Röttgen baut beim Biogas um

_erfahrungsbericht eeg biogasDie neue Richtung: Das EEG2009 war die Epoche des Zubaus kleiner Biogasanlagen. Es zeichnet sich ab, dass das EEG2012 vermehrt mittlere und große Biogasanlagen fördern wird. Foto: MT-Energie GmbH

Die nächsten Monate bis zur Novelle des Erneuerbare-Energien-Gesetz (EEG) werden für die Biogasbranche ein hartes Stück politische Arbeit. Zumal sie nicht mit einer Stimme spricht. Der Fachverband Biogas brachte in einer ersten Stellungnahme zum Entwurf des Erfahrungsberichts EEG2009, den Bundesumweltminister Röttgen am 6. Mai in Form einer Zusammenfassung vorstellte, mannigfach Enttäuschung zum Ausdruck. Eine davon: Das Bundesumweltministerium (BMU) habe sich nicht an seine mündliche Zusage an die Branche gehalten, auch für Biogasanlagen, die im EEG-System verbleiben wollen, die Kapazitätsprämie vorzusehen.

Markt- und Kapazitätsprämie in Sicht
Damit angesprochen sind gleich zwei neue Konstrukte, die das nächste EEG für Biogas bringen soll.
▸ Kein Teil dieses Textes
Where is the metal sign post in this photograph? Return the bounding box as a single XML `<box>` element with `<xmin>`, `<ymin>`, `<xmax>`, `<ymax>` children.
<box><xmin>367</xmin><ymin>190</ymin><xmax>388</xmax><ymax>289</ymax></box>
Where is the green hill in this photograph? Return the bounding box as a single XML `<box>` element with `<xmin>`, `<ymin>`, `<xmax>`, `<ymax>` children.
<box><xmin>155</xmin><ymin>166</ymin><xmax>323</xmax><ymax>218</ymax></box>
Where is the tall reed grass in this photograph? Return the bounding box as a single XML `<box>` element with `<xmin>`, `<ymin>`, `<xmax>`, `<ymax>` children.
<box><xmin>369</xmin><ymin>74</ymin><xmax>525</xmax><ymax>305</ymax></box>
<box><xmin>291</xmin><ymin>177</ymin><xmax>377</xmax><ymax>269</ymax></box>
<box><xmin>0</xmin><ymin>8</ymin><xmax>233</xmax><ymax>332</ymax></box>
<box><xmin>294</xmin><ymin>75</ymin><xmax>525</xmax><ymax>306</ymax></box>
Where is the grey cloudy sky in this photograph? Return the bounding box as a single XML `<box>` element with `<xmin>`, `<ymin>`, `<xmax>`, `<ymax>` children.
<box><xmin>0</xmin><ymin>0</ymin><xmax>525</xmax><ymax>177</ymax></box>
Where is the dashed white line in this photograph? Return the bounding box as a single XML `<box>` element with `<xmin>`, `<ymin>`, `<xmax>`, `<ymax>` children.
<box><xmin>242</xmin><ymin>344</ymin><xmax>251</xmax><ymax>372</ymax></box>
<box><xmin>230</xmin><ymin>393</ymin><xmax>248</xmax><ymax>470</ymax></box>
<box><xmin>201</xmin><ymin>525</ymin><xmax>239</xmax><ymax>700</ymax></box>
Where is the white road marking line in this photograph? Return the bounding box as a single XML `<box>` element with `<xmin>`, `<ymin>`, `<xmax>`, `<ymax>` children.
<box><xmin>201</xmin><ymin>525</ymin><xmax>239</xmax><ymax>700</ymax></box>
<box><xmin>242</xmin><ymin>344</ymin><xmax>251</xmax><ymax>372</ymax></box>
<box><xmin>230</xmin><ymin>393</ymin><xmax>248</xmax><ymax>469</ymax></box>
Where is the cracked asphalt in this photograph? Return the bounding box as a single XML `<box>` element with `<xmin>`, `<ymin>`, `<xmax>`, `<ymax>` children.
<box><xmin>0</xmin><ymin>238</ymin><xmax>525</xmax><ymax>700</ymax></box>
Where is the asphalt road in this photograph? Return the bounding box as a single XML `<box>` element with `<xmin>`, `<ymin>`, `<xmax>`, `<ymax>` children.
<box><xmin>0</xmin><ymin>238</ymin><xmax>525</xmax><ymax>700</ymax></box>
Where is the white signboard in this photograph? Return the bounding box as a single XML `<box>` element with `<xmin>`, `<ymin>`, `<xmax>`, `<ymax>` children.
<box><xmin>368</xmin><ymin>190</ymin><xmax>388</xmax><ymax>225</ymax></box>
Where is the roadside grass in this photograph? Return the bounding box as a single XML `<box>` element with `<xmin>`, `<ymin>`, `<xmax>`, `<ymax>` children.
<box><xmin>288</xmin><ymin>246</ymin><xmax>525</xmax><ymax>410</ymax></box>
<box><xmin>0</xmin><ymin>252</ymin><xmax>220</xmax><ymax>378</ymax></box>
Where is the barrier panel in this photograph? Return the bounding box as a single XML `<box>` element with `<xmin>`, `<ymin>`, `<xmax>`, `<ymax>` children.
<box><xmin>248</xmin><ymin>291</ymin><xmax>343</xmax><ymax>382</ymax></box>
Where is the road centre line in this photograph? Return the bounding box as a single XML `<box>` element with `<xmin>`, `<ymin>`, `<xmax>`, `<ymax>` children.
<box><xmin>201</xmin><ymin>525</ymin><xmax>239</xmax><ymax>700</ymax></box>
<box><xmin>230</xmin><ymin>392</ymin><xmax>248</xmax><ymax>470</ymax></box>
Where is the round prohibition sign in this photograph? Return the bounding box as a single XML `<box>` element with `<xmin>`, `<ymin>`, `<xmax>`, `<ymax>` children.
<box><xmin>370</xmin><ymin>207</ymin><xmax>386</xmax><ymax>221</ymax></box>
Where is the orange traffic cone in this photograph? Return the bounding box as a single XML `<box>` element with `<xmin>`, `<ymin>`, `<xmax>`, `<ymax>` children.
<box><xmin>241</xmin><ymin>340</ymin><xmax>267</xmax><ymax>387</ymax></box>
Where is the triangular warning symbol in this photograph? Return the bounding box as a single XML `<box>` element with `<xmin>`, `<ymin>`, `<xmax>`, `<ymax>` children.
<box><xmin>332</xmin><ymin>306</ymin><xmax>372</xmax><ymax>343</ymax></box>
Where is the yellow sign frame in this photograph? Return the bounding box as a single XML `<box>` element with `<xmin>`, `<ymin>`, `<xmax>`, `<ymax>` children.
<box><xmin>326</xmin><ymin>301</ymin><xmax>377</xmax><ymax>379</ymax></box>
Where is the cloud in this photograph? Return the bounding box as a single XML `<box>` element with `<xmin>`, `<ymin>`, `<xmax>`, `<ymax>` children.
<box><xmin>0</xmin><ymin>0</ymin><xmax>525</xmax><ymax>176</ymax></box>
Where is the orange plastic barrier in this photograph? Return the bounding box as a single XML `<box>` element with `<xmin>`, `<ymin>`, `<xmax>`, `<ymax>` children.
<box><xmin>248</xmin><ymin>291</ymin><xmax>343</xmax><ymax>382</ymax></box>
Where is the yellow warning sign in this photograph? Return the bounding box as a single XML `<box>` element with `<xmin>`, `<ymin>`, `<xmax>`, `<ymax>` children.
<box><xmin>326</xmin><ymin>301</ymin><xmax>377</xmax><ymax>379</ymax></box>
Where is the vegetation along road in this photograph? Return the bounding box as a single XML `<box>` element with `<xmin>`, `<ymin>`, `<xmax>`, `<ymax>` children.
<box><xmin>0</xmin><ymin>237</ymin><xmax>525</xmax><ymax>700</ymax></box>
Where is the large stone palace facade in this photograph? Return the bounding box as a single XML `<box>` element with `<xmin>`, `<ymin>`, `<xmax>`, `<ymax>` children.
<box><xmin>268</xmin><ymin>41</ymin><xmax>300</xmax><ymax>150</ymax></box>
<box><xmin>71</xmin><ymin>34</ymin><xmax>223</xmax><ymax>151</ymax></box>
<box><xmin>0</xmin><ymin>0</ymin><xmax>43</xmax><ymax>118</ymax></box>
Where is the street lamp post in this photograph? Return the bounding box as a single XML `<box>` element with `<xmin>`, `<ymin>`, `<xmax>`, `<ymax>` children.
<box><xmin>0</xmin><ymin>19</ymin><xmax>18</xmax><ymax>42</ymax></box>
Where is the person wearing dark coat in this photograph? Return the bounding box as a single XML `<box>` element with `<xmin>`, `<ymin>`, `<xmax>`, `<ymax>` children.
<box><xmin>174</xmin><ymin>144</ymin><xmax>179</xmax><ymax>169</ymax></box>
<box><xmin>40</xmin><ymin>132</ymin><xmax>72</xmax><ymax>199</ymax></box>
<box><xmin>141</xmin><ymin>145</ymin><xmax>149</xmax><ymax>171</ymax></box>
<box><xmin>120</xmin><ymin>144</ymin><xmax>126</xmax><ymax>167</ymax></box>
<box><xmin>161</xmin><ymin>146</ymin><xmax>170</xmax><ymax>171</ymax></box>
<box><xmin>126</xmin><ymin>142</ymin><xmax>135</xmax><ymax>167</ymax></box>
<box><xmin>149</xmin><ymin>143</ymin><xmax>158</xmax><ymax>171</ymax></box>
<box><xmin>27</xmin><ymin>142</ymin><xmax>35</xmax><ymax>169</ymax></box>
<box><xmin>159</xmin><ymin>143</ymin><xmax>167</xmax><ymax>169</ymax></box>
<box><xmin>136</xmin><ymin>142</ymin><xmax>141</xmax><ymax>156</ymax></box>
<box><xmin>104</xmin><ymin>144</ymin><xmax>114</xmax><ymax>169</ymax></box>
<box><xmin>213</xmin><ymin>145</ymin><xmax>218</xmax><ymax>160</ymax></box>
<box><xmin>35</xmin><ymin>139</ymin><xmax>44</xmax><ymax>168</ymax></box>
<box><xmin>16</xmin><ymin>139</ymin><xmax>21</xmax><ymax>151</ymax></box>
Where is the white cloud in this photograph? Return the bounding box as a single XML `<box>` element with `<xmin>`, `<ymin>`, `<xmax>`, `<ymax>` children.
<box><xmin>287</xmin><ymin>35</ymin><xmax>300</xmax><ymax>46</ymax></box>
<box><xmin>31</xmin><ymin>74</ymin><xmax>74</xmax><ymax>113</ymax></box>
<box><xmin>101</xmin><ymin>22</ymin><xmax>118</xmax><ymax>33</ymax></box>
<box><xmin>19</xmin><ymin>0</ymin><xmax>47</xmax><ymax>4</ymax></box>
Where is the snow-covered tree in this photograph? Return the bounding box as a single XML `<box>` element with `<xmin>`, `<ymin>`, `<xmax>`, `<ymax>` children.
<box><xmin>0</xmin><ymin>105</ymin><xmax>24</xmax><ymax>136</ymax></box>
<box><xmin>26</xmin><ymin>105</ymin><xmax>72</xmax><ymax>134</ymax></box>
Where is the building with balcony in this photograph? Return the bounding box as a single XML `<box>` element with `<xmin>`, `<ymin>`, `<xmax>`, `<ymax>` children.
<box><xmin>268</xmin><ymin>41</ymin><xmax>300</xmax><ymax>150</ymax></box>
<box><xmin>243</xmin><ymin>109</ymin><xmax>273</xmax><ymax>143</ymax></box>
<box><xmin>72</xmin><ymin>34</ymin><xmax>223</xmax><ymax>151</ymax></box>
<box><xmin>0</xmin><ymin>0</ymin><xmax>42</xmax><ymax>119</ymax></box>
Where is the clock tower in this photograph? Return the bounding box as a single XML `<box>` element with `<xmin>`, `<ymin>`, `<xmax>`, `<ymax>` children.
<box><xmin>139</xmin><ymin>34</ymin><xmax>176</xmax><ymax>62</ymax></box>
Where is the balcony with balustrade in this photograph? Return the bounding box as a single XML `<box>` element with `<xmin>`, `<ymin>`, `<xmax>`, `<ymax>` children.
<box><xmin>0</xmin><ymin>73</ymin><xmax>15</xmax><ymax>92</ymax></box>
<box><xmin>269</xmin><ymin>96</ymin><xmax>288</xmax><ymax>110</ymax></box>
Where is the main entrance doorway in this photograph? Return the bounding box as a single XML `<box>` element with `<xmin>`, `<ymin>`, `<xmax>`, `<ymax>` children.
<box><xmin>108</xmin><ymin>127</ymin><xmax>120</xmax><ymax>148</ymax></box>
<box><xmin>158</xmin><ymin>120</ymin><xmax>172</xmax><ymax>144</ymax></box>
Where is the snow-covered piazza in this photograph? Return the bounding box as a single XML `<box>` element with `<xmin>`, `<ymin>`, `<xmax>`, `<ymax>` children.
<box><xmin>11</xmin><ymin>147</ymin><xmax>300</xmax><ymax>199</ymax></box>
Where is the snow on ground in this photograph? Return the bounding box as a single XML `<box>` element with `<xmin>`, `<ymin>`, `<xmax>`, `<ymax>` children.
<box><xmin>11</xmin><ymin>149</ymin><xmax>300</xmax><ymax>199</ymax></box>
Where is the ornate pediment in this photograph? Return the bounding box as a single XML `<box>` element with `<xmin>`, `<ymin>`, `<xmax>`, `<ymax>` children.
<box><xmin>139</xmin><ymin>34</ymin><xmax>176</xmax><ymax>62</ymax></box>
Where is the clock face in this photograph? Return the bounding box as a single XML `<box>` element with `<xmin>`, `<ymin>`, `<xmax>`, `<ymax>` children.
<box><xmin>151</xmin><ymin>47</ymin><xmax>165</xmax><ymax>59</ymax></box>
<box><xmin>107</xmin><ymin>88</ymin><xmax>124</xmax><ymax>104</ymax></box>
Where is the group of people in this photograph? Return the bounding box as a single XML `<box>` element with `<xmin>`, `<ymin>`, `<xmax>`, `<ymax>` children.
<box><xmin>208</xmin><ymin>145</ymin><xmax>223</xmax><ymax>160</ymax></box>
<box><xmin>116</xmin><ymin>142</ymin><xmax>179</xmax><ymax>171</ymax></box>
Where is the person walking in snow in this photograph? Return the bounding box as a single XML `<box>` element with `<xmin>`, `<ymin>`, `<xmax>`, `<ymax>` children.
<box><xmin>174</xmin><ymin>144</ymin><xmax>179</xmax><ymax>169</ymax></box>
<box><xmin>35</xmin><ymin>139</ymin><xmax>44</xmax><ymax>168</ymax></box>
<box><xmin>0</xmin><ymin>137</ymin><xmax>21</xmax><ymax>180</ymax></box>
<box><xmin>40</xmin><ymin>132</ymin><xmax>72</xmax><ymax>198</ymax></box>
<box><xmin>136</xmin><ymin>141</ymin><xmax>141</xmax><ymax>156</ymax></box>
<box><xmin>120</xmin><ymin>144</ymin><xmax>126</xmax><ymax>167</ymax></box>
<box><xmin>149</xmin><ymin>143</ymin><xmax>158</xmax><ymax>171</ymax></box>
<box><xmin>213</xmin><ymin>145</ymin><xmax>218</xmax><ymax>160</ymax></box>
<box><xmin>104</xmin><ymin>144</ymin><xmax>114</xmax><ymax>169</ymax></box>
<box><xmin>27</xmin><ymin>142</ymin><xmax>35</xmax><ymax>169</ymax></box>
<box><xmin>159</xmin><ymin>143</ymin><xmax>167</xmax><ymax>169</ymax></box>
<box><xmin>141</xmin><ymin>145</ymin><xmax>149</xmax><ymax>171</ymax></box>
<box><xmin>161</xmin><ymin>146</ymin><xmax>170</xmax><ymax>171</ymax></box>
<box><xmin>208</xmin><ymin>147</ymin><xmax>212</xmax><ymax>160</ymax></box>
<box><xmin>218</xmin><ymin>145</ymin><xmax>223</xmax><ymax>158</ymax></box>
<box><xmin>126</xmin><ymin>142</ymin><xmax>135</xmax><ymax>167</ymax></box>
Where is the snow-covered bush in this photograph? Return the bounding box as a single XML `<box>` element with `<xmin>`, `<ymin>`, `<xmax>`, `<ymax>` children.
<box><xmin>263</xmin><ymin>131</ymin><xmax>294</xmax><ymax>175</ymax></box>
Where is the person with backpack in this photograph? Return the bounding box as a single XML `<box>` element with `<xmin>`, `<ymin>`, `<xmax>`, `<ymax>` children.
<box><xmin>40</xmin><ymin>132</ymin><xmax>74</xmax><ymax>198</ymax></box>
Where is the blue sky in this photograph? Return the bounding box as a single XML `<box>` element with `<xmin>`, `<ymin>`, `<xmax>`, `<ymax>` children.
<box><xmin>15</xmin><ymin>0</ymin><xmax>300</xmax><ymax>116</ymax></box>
Eine Kapazitätsprämie in Höhe von 130 Euro pro zusätzlich installierte Leistung und Jahr für zehn Jahre mit dem Ziel, die Stromproduktion aus Biogas durch den Aufbau von Speicherkapazität um bis zu 12 Stunden verschieben zu können. Der Fachverband begrüßt zwar die Einführung einer Kapazitätsprämie, entspricht sie doch dem, was der Verband in den vergangenen Wochen im Zuge der Energiedebatte für Biogas im zukünftigen Energiemix immer wieder reklamierte. Dass Biogas die wichtige Aufgabe erfüllen könne Regelenergie zu sein in seinem Energiesystem, das vermehrt auf den unsteten Quellen Wind und Sonne basiert. Doch lehnt er ab, dass der Kapazitätsbonus an die Marktprämie geknüpft sein soll, wie es der Entwurf zum Erfahrungsbericht vorsieht. Das ist nur konsequent. Denn die Einführung einer Marktprämie für Strom aus Biogas wird vom Fachverband mehr als kritisch gesehen (Lesen Sie dazu mehr im neuen Newsletter pro 5 von ERNEUERBARE ENERGIEN).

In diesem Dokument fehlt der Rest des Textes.